Relight the job-hunt fire

Part of the problem is a don't-care attitude, but some say the career atmosphere needs fixing, too, writes YP cadet Laxmi Limbu

Getting a job as early as possible to help support the family was important a generation ago. These days, not so much.

As society becomes more affluent, young people feel it's less vital to get a job to support their families right after graduation, says Gary Tang Leung-shun, a social worker at the Hong Kong Federation of Youth Groups.

"There are parents telling their children to quit their jobs, as they don't want the kids to work so hard for a few thousand dollars," Tang says. "The sense of responsibility and urgency today's youth has is lower that what was for their parents. [As a result], youths become pickier when looking for jobs. This makes them unemployed even in a good economy."

Hong Kong's youth unemployment rate from December to February was 7.2 per cent, more than double the overall jobless rate of 3.1 per cent in the first three months of this year, the Census and Statistics Department reports. (The department defines "youth" as those aged 15-24.)

Tang says the main reason youth unemployment is so high is a lack of interest and direction for their careers. They figure they have plenty of time and will get many offers, so they're fairly indifferent.

The jobs are out there. Employers, especially in sectors such as catering and construction, face labour shortages.
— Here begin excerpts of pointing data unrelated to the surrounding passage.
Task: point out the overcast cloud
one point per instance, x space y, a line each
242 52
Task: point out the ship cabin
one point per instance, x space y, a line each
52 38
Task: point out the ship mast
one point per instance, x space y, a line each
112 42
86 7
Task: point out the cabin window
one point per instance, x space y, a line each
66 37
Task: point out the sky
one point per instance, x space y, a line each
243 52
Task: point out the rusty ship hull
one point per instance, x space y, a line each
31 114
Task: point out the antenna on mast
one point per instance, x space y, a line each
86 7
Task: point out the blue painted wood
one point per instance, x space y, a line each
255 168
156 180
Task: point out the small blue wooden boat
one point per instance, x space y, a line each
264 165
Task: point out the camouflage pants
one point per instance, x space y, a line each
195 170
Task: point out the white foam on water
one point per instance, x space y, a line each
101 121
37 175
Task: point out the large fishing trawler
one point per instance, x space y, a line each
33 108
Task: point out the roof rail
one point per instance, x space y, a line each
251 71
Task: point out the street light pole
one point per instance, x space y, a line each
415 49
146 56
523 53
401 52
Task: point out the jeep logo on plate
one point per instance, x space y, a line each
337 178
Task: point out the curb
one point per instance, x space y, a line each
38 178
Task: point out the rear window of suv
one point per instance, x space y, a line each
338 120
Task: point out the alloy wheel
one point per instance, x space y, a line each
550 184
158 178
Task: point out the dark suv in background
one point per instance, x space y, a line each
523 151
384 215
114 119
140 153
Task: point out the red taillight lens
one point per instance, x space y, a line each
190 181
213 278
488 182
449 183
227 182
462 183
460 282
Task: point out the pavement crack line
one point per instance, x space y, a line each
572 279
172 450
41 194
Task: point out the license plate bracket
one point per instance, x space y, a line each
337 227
Even so, the Census and Statistics Department says 22,500 youths were unemployed in the December-to-February period.

And even if young people are offered jobs, many don't want them - especially in the catering sector - because they don't like jobs with long working hours or those that require them to serve others. They also look for jobs that allow them weekends and public holidays off. Workers in the catering sector rarely get that kind of schedule.

"There is a change in the ideology of youths these days," Tang says. "Before, young people worked hard for career advancement opportunities, but now, because upward career mobility is so low, many find it is pointless to work so hard."
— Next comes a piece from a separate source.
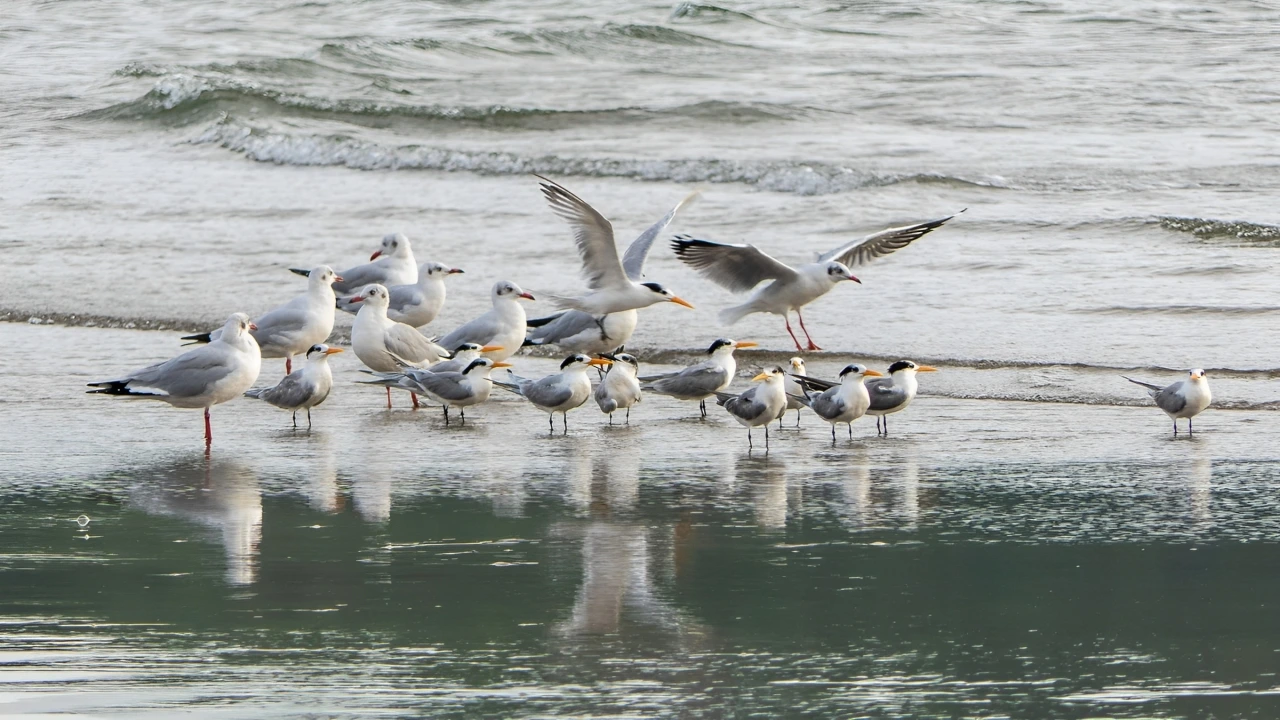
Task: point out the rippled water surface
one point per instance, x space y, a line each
1028 542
What's more, many young people change jobs often. "For example, once they have saved enough money to take the holiday they want, they quit, as they know they can get another job when they return," Tang says.

"They lack a long-term career plan. Their frequent changing of jobs makes career advancement difficult."

Lawmaker Dr Fernando Cheung Chiu-hung of the Labour Party says the lack of diversity in Hong Kong's economy, which is dominated by finance and real estate, is another cause of low upward career mobility among young people. He blames the government for a lack of job choices and a meagre effort to solve the problem.

"The government is taking a very passive attitude and leaving the youths to fend for themselves," he says. "Youngsters can get jobs in retail, catering or even clerical office jobs if they want, but what kind of pay and prospects can they get out of these jobs? Most of the job prospects lie in ... finance and real estate. Other industries do not have many opportunities and have low pay.

"Our society does not have a lot of choices for our young people."

Cheung says the government's attitude towards creating jobs in the public sector leaves young people with no choice except the private sector. He wants to see the government spend money to create jobs and offer more choices.

"Capitalism alone does not work," he says. "There needs to be strong government presence, but not as strong as communism. Increasing government expenditure will create needed jobs and improve the quality of public services."

Cheung also criticises focusing too much on university education when Hong Kong also needs students to take up technical and manual jobs.

"Hong Kong has the Vocational Training Council, which is good, but the government can do more," Cheung says, and cites Germany as an example. "The country has a two-track system - the traditional school system and vocational training system to provide their youth with more diversity and freedom in choosing their careers."